From Conflict to Cooperation? Exploring U.S.- Russia Relations
On November 17th, the World Affairs
Council’s Global Classroom program was honored to host distinguished panel speakers Scott Radnitz, Jacqueline Miller, and Jill Dougherty for a timely teacher’s workshop at Seattle Preparatory School exploring U.S.-Russia relations. Dr. Radnitz, director of the Ellison Center for Russian, East European, and Central Asian Studies at the University of Washington, launched the discussion with fascinating insight into the systemic factors that shape post-Soviet political systems. He placed Putin’s presidency into context, and argued that Putin’s mass popularity (his approval rating is a whopping 89.9%) is due in large part to his ability to bolster Russia’s relevance on the world stage. Jackie Miller, World Affairs Council’s President and CEO, drew on her expertise in national security policy in order to dissect whether or not Russia is a threat to the U.S. Jackie discussed the implications of Defense Secretary Carter’s assertion that Russia represents an ‘existential threat’ to the U.S., and demonstrated how events like the invasion of Ukraine and an alliance with Iran and Bashar Al-Assad in Syria meaningfully diverge from U.S. interests. Jill Dougherty, who was with CNN for more than three decades and acted as their Moscow Bureau Chief, flipped the discussion and challenged her audience to consider Russian perspectives on the U.S. as a threat. She reflected on her robust experience on the ground in order to highlight Russian interests, and to show how rhetoric that ridicules Putin palpably impacts Russian relations with the U.S., and with President Obama in particular.
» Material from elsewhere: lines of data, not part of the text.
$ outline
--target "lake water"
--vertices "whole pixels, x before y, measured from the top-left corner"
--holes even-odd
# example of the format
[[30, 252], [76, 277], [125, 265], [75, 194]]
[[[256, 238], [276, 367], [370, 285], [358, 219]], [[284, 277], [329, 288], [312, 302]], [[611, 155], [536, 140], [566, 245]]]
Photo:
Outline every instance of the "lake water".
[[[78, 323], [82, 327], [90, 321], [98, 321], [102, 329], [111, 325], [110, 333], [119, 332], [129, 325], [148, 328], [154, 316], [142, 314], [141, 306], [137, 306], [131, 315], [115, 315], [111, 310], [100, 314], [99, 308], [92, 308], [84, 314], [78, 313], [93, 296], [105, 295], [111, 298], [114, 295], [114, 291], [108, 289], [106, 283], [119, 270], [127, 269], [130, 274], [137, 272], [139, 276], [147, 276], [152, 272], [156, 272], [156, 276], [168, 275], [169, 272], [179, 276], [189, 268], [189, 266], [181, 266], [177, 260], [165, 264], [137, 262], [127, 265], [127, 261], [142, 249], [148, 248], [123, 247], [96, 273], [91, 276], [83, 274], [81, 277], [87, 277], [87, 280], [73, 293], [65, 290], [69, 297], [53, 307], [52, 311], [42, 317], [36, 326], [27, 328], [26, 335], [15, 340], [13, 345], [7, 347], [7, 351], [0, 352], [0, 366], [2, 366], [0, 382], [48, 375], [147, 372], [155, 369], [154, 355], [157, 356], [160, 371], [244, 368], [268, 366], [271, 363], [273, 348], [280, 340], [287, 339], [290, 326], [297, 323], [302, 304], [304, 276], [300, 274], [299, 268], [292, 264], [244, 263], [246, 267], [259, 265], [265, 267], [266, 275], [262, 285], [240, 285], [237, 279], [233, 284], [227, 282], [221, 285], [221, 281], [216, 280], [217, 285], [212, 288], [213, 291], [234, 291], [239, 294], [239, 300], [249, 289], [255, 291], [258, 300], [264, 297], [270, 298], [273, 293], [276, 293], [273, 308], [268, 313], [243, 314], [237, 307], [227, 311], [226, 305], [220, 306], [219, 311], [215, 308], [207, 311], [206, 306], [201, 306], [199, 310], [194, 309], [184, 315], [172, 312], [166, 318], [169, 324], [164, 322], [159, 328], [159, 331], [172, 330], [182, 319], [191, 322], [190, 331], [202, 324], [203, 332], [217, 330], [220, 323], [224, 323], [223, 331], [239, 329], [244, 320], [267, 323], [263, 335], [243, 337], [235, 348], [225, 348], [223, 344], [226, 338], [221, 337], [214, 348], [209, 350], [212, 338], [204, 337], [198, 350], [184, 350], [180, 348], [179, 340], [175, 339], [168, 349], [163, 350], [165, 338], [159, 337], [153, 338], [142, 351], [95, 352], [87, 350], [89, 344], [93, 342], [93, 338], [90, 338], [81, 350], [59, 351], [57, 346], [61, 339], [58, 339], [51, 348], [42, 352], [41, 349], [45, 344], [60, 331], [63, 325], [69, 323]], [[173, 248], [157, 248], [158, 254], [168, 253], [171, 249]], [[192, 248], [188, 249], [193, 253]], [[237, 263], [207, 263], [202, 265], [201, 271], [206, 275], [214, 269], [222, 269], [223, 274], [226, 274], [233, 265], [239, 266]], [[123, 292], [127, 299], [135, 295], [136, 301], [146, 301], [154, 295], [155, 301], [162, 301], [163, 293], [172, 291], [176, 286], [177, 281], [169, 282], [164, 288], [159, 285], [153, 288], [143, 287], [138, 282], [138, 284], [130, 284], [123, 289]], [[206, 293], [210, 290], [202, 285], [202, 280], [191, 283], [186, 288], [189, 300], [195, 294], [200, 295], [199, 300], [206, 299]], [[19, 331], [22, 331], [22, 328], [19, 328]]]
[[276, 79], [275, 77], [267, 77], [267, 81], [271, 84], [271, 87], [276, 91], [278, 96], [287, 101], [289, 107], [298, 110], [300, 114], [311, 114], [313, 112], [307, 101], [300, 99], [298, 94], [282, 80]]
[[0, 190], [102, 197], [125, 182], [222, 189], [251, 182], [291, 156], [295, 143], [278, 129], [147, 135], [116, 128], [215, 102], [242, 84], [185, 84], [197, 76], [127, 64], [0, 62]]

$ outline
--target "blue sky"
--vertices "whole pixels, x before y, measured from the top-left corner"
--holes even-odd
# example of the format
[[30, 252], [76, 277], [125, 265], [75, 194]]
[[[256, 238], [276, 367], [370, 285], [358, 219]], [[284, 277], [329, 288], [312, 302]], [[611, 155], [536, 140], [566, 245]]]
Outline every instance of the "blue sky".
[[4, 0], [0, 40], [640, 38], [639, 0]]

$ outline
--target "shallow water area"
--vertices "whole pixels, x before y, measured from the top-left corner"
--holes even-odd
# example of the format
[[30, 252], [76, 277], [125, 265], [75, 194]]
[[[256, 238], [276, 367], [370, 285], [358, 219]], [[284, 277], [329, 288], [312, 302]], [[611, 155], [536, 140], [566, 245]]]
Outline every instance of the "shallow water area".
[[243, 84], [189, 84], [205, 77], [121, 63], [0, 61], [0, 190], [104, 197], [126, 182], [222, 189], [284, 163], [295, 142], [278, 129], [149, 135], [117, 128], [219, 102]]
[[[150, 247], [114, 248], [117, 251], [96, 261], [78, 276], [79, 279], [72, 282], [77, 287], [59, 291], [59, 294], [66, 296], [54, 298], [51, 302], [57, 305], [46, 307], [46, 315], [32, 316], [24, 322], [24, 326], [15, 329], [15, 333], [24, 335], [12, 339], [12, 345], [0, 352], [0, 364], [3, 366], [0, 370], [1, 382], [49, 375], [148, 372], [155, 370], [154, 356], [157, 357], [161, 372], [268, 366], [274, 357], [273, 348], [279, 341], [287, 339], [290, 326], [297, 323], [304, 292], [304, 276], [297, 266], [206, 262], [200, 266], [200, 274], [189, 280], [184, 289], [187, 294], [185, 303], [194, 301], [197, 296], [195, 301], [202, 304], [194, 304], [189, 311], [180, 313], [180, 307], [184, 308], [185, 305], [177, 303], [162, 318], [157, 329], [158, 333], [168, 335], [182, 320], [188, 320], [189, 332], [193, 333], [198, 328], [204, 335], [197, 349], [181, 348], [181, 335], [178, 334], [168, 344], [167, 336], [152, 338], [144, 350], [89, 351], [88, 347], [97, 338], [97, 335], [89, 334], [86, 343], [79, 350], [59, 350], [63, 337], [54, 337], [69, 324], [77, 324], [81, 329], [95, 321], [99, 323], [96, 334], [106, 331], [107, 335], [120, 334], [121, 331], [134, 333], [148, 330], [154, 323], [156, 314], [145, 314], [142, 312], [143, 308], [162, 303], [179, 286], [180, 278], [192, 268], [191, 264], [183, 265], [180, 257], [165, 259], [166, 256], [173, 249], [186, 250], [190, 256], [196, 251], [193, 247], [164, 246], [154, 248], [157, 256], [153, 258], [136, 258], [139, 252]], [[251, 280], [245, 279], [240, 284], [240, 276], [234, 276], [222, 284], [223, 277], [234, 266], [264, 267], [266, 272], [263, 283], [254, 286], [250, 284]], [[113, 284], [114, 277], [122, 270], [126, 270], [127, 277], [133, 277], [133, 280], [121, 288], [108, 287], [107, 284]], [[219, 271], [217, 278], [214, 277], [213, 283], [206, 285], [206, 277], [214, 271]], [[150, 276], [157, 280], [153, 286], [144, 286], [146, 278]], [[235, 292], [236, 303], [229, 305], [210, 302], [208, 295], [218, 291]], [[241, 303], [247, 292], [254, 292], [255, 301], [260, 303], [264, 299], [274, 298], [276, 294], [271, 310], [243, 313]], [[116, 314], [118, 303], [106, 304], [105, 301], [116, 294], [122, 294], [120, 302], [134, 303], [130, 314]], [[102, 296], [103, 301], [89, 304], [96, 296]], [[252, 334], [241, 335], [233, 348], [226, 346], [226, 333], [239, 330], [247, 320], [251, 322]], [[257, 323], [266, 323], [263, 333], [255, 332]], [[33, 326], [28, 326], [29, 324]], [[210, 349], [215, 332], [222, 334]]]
Our speakers instigated a lively discussion, and educators expressed excitement to bring up the debates presented by our panelists in their own classrooms. Global Classroom director Ryan Hauck concluded the event by highlighting lesson plans and resources for teachers on Russian history, politics, culture, and technologies. A full version of this 70-page resource packet can be downloaded at www.world-affairs.org/teacher-resources.